Cross modal retrieval
An exciting paper from Google Research and DeepMind - Transforming LLMs into Cross-modal and Cross-lingual Retrieval Systems arxiv.org/abs/2404.01616
The paper proposes a novel approach to leverage large language models (LLMs) to create a multi-modal retrieval system that can match speech and text in many languages, even those unseen during retrieval training.
It uses two-tower architecture with two uni-modal encoders and a shared projection layer with LLM backbone. The unimodal encoders generate representations for textual and speech input, which are projected into a shared embedding space using a pre-trained LLM. The projections are then aligned using contrastive loss.
The LLM is PaLM-2 which is trained on 100s of languages.
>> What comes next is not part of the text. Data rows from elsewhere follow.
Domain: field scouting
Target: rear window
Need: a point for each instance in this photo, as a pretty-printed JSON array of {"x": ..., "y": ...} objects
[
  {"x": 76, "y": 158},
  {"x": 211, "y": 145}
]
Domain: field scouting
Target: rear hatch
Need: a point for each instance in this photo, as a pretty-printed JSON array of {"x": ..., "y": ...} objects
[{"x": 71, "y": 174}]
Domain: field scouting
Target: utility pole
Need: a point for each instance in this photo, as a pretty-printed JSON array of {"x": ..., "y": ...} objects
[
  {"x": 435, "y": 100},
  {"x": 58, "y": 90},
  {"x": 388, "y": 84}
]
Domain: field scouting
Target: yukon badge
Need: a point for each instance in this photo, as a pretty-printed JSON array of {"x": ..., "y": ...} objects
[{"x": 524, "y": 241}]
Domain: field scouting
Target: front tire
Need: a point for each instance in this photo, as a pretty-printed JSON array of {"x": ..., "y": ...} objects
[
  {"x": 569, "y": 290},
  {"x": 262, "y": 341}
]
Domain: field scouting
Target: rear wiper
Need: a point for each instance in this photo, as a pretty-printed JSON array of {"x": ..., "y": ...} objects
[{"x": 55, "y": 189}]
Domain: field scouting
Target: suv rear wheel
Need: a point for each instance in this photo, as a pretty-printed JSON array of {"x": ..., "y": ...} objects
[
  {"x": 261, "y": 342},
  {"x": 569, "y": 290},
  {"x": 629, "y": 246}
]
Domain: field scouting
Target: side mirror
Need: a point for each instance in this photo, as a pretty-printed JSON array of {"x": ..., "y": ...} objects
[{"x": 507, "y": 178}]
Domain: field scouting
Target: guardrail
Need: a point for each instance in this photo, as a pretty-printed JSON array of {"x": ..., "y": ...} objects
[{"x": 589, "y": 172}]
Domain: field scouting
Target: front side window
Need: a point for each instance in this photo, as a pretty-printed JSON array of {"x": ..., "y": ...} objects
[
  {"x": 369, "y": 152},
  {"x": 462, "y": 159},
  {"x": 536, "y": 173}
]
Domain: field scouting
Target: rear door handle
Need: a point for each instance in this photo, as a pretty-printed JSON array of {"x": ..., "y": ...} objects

The model is further trained on 900 hours of speech-text data in 21 languages. The system achieves impressive results by matching speech and text queries across 102 languages. Compared to previous systems explicitly trained on all 102 languages, this approach achieved a 10% absolute improvement in Recall@1. The model exhibits zero-shot cross-lingual speech-text translation capabilities, further improved by adding readily available machine translation data.
This paper shows a promising direction to revolutionize how we handle information across languages. Imagine a customer service rep understanding your spoken questions, no matter the language! The system's ability to handle unseen languages makes it attractive for areas like low-resource language processing and multilingual search engines.